Conservative New York Times columnist David Brooks suggested that the Democrats were so strong at their convention, so organized and persuasive, that what McCain had to do was move toward the middle with even a one-time Democrat, such as Joe Lieberman, or another pro-choice VP candidate such as Tom Ridge. But McCain was clearly not ready – or able -- to stuff choice down the throat of silver-spoon conservatives. So his concept of going the other way will be veering right – and then overplaying Palin’s motherhood and anti-abortion reputation.

McCain also needed to balance or sweeten up his surprising reliance on his time as a POW. He has been trotting out his truly heroic war record when confronted with his own series of military blunders, foreign simplicities and miscalculations.

(This is a good place to point out that over recent decades military courage hasn’t impressed American voters if they were faced with more interesting ideas or a more popular personality: Reagan over Carter, Clinton over Bush Sr. and Bob Dole.)

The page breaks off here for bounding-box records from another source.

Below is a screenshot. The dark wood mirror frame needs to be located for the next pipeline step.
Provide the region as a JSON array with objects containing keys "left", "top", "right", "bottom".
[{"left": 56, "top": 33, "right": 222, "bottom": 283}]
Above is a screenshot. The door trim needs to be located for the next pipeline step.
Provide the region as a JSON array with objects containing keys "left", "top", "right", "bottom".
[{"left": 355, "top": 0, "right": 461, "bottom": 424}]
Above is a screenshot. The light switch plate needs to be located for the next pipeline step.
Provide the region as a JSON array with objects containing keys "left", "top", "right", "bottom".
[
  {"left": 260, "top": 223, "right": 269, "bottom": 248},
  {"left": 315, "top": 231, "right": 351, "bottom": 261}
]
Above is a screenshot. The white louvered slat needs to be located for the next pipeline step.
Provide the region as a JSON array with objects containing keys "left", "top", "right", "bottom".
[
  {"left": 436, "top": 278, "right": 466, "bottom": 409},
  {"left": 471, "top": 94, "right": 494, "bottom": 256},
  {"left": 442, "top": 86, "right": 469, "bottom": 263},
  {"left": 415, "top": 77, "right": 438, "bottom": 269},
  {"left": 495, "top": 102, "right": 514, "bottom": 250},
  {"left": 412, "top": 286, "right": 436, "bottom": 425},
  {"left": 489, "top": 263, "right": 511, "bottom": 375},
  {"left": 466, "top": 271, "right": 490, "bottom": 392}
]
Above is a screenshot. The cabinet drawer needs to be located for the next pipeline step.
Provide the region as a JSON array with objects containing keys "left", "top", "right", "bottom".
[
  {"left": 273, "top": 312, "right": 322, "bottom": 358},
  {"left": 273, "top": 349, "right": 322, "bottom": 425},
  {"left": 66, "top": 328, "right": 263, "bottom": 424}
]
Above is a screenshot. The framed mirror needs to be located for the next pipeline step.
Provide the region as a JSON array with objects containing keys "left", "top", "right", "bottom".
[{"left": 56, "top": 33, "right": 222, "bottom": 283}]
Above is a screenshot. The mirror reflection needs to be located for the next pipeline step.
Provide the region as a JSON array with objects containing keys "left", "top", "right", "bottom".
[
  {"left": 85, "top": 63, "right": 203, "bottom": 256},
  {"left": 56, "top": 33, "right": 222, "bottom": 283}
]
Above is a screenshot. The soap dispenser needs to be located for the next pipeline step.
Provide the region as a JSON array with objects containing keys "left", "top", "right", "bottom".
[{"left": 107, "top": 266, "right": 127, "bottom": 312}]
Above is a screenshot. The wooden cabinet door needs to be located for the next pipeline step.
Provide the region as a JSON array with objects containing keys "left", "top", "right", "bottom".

Now McCain’s choice of running mate gives him a break from better answers on complex questions. The media has another concern – Palin’s lack of tested credentials. The solution? Brace yourself for a round of commercials about family values.

Every 20 years or so, a candidate for president reaches into the twilight zone and pulls up a rabbit.

As Hail Mary passes go, this is in the class of Barry Goldwater’s pick of William Miller as a running mate in 1964, and, frankly, Walter Mondale’s pick of Geraldine Ferraro in 1984 when facing oblivion against Reagan. (But at least the Democrats beat the Republicans by 24 years in putting a woman on the top ballot.)

McCain may have subconsciously thought about that history in his choice of Palin – deciding to go out with his own vision of a maverick flair. Do the unexpected even when its serves no purpose but to turn someone else into a sacrificial lamb.

That’s the McCain eccentric personal history, underlining his inability to see, understand or deal with America’s deep problems.

Obama was right in his acceptance speech. McCain just doesn’t get it. And he won’t even try to.